We’re two thirds of the way through Plastic Free July and it feels like every day is a new game of hide and seek with plastic. Although the way to easily find the most hidden plastic is in supermarkets. Especially Sainsbury’s.
It’s so difficult to find anything not wrapped in plastic in Sainsbury’s that after a visit the other day all I came out with were four corn on the cob.
Corn on the cob is a prime example of how plastic fuels convenience, or maybe that the need for convenience fuels plastic, who knows, but someone should do a study on it.
In Sainsbury’s they sell plastic free corn on the cobs still in their husks for 50p each. All you have to do is peel a couple of them and chop them up and you’ve got four corn on the cobs that are 50p cheaper than buying four packaged in plastic.
In another recent trip to Sainsbury’s (I know, why do I keep going?) I bought some pakoras and spring rolls from the deli, naively thinking this would solve the problem of buying these items in the plastic trays they come in when sold the chilled aisle.
Oh no, Sainsbury’s you mischievous plastic-hiding behemoth. When I got home and opened the paper bag, I found about four sheets of plastic that the deli lady had used to put the food in the bag.
I get that they do this to avoid cross contamination, but surely one sheet is enough? Or maybe use tongs for each item instead? I tweeted Sainsbury’s, who didn’t reply. Perhaps because that would mean taking time away from wrapping things in plastic.
In an attempt to rely on supermarkets less, we’ve been buying items in bulk. This has had interesting results (well, interesting if you have two toddlers and your evening entertainment options are limited).
Firstly, buying a 5kg bag of pasta to save on plastic from buying individual bags is a good idea in theory.
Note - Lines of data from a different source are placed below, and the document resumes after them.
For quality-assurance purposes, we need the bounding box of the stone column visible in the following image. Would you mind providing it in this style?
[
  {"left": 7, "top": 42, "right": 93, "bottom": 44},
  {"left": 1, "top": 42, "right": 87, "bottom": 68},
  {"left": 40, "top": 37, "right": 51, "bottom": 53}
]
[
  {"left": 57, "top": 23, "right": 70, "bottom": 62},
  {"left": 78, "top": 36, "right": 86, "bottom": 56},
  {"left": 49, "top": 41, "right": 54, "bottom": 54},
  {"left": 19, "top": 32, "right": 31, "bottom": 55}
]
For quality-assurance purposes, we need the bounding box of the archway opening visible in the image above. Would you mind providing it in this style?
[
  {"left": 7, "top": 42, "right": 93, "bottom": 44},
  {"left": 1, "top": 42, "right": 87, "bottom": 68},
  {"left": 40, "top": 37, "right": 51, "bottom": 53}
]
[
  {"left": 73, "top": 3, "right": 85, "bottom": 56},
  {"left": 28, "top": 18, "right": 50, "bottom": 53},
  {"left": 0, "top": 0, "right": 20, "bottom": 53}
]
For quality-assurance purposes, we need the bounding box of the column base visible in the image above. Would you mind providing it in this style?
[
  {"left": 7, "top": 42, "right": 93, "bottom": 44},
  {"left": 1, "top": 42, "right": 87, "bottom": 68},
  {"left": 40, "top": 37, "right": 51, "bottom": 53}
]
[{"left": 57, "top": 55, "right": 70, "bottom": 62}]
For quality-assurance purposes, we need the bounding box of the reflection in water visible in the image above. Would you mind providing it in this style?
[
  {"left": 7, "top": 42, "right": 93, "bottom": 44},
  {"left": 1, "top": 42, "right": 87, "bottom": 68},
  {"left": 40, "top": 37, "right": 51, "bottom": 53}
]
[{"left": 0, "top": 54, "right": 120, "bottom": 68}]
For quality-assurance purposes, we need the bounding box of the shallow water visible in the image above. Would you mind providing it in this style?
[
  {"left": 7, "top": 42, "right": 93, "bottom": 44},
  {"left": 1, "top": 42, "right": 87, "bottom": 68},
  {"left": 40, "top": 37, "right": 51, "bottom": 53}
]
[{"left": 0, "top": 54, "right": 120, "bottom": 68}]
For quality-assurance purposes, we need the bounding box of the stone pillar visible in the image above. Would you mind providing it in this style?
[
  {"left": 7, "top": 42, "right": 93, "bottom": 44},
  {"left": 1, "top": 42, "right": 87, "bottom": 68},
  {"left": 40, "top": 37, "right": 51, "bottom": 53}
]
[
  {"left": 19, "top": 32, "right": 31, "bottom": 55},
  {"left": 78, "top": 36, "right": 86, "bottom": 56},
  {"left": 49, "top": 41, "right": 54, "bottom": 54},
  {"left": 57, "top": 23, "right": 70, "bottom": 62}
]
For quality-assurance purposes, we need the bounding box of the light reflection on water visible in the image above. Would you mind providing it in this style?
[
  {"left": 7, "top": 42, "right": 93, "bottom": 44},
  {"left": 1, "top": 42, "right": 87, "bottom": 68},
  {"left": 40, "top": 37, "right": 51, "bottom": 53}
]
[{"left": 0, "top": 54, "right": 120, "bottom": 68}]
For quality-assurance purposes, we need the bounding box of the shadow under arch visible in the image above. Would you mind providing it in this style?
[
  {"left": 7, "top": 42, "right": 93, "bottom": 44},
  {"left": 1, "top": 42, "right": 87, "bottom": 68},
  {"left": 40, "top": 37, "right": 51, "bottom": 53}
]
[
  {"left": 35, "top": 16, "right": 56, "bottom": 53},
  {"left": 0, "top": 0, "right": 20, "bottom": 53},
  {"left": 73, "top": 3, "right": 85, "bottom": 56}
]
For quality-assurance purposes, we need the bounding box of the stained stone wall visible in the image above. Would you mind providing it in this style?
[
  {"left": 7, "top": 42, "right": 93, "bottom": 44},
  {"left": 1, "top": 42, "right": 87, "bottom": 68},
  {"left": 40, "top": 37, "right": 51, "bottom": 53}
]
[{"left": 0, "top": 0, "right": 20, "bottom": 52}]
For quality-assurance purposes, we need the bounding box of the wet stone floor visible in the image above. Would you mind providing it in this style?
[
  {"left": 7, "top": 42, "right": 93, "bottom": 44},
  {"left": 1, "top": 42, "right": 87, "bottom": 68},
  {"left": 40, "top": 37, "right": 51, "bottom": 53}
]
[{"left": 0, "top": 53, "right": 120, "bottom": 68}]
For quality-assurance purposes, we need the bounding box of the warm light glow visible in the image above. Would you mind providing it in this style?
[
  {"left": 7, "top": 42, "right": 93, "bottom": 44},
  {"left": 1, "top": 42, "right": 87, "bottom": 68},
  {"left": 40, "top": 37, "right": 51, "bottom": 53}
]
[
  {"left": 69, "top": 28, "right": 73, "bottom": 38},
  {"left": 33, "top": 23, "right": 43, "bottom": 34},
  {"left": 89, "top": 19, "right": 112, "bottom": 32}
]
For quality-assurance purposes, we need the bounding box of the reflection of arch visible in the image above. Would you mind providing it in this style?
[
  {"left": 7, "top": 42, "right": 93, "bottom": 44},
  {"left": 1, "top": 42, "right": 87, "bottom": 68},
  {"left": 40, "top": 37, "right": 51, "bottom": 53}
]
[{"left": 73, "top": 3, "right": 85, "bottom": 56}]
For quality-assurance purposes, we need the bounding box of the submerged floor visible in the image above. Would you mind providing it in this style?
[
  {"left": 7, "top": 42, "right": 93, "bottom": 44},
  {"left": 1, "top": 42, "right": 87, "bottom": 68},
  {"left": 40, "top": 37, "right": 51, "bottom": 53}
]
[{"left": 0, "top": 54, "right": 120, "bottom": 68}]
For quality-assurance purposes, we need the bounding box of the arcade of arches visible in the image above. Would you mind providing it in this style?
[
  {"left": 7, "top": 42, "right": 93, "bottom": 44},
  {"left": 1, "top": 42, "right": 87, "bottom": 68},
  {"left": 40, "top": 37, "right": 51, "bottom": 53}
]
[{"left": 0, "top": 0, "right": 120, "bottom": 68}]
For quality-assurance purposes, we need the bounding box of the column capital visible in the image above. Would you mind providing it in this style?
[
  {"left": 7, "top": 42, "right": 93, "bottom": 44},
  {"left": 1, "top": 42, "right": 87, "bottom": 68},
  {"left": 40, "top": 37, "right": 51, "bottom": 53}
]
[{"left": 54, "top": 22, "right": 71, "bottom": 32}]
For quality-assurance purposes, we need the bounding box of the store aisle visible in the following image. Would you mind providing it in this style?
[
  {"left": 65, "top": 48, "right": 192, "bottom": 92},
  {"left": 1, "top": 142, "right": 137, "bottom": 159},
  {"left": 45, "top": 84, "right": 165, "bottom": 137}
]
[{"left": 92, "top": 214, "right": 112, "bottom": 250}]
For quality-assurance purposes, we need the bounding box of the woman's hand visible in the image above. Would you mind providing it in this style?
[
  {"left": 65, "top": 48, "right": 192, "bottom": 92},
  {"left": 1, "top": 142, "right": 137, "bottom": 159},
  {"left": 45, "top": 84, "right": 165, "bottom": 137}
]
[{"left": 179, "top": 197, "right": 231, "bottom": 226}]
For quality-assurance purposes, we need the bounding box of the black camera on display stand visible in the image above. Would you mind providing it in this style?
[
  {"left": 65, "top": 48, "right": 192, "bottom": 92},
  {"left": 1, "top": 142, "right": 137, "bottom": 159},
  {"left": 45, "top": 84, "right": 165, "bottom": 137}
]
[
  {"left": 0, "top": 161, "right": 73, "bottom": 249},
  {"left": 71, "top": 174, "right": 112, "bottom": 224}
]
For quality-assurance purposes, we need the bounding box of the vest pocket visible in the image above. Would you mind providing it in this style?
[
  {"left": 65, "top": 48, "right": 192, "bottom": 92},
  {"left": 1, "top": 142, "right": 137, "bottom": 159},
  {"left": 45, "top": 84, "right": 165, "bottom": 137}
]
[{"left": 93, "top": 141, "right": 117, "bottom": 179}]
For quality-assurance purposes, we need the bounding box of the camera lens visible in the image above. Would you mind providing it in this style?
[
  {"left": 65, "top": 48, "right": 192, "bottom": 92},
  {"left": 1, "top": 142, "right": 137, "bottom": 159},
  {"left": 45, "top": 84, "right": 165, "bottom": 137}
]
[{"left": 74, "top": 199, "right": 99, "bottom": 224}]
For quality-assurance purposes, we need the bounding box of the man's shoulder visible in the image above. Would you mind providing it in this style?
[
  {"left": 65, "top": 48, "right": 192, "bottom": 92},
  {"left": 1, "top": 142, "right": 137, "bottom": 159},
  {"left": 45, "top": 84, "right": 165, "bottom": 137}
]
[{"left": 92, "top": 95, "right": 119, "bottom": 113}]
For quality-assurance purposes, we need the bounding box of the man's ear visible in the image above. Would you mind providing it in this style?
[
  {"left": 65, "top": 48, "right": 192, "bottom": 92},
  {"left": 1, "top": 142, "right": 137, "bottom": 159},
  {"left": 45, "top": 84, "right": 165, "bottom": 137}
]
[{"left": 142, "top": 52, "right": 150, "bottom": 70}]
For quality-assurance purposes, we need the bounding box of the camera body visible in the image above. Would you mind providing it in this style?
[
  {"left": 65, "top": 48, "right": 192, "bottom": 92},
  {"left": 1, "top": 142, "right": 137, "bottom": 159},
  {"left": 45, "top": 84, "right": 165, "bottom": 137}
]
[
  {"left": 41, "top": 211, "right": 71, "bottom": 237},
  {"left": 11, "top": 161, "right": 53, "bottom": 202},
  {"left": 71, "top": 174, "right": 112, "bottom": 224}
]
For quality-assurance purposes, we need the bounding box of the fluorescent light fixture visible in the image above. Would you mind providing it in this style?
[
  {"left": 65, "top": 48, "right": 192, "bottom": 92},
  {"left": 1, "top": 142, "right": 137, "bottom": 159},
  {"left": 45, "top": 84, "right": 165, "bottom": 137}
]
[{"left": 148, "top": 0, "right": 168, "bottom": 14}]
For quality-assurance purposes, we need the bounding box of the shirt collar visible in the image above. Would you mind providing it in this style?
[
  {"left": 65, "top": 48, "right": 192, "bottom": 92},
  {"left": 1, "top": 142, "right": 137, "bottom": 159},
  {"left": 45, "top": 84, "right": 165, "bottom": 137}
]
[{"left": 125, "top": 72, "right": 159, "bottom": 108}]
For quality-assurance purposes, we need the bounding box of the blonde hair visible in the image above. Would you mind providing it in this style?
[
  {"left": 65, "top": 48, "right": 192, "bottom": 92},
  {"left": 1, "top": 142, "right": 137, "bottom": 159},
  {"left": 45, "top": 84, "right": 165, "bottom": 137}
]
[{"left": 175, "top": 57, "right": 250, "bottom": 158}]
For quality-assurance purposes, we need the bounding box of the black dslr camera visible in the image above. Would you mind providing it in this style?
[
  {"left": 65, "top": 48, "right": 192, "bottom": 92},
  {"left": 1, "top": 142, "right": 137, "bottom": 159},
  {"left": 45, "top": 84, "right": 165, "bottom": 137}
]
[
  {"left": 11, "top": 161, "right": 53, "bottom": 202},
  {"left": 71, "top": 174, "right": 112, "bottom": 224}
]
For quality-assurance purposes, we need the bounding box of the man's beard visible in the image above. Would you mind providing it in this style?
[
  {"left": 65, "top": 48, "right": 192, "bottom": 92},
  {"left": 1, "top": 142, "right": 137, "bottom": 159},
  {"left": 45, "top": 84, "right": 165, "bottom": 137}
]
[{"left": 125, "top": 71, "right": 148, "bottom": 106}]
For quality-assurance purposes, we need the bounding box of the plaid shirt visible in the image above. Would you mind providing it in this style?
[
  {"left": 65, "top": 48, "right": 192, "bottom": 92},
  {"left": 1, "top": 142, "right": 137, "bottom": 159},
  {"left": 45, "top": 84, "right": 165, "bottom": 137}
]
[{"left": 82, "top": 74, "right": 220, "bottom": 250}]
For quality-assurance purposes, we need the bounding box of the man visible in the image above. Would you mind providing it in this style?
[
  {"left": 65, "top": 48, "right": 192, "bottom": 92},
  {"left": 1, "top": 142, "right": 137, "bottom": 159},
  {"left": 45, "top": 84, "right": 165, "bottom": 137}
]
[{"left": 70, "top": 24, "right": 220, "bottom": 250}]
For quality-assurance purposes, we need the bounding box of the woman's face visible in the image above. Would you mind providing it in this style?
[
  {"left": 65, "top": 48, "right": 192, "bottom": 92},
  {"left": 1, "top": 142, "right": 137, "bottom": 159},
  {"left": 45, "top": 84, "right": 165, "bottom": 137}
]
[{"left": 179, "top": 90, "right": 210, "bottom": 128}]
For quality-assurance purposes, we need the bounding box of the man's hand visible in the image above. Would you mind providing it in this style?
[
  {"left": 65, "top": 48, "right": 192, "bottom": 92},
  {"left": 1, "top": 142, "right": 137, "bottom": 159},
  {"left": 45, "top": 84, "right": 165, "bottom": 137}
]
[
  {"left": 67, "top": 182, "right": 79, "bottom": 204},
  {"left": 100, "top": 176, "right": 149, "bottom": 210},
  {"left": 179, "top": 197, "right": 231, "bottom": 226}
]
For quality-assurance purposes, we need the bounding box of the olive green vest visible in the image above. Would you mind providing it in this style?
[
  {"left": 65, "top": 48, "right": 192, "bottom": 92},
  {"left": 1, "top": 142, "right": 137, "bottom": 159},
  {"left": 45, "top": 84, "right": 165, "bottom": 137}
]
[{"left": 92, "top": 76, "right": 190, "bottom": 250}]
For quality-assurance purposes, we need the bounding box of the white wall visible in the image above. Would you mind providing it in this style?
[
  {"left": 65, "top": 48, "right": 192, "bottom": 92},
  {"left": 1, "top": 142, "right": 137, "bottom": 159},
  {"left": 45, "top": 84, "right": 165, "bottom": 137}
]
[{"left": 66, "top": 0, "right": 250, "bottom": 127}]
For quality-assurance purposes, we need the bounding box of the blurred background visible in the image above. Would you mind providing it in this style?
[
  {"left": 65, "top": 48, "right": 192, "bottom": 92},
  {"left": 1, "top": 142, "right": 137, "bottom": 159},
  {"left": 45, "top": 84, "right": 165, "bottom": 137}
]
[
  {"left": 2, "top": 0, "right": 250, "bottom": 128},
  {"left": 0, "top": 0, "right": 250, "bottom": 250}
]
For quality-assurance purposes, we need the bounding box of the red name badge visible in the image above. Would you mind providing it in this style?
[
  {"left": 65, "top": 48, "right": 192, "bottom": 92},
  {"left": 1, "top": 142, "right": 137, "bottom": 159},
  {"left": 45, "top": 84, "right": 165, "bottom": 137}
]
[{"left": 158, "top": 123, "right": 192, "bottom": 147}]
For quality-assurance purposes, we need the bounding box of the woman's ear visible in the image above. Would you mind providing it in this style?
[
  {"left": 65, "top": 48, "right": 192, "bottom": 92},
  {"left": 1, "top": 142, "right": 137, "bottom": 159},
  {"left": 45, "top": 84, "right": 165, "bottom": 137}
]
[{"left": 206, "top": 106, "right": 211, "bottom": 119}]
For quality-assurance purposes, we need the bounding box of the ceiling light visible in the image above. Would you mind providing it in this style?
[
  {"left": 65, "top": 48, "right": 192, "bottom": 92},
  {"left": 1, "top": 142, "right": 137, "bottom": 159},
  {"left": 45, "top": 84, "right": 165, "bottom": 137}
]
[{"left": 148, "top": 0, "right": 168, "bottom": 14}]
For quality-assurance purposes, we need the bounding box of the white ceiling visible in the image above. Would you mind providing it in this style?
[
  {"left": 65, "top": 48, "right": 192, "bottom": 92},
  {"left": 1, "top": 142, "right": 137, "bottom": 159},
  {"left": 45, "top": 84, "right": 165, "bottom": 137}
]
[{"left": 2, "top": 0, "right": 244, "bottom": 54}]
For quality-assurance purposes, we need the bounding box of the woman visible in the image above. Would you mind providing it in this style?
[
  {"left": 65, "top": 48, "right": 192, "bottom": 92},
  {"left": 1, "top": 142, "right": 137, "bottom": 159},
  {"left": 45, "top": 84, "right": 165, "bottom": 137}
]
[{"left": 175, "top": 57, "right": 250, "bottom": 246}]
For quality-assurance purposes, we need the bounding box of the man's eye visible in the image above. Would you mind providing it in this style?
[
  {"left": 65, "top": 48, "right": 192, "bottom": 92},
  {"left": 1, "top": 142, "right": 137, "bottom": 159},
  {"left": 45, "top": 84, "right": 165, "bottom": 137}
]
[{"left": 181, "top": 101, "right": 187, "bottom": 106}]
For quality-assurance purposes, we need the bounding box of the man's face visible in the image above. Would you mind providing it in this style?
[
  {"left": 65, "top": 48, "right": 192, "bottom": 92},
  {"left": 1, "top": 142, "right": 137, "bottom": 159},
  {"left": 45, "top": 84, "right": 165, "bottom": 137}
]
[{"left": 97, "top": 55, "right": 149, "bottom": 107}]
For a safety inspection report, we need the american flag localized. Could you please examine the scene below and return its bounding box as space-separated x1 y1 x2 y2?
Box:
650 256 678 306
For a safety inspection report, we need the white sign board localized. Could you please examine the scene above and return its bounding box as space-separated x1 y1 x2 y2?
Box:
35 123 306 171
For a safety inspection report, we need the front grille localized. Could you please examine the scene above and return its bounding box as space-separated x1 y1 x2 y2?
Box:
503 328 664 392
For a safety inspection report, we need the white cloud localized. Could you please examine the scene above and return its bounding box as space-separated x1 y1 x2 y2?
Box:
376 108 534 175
But in practice, it’s actually led to food waste.
As the bag is so big, it means I have real trouble estimating how much pasta I’m getting out of it (like I said, limited options for evening entertainment over here). Hence a giant portion of pasta that is too many carbs even for me. The result is we put the extra in the fridge and often forget about it. Days later, were debating whether it’s acceptable to test our immune systems out with slightly rancid pasta.
We also bought nuts and dates online in bulk but I have noticed since we bought these that Holland and Barrett sell weigh your own nuts and dried fruit in paper bags.
I’m going to keep experimenting with bulk buying as it’s cheaper and does generally mean less plastic. It just means that half the kitchen is taken up with giant bags of carbs. But I guess that’s no bad thing.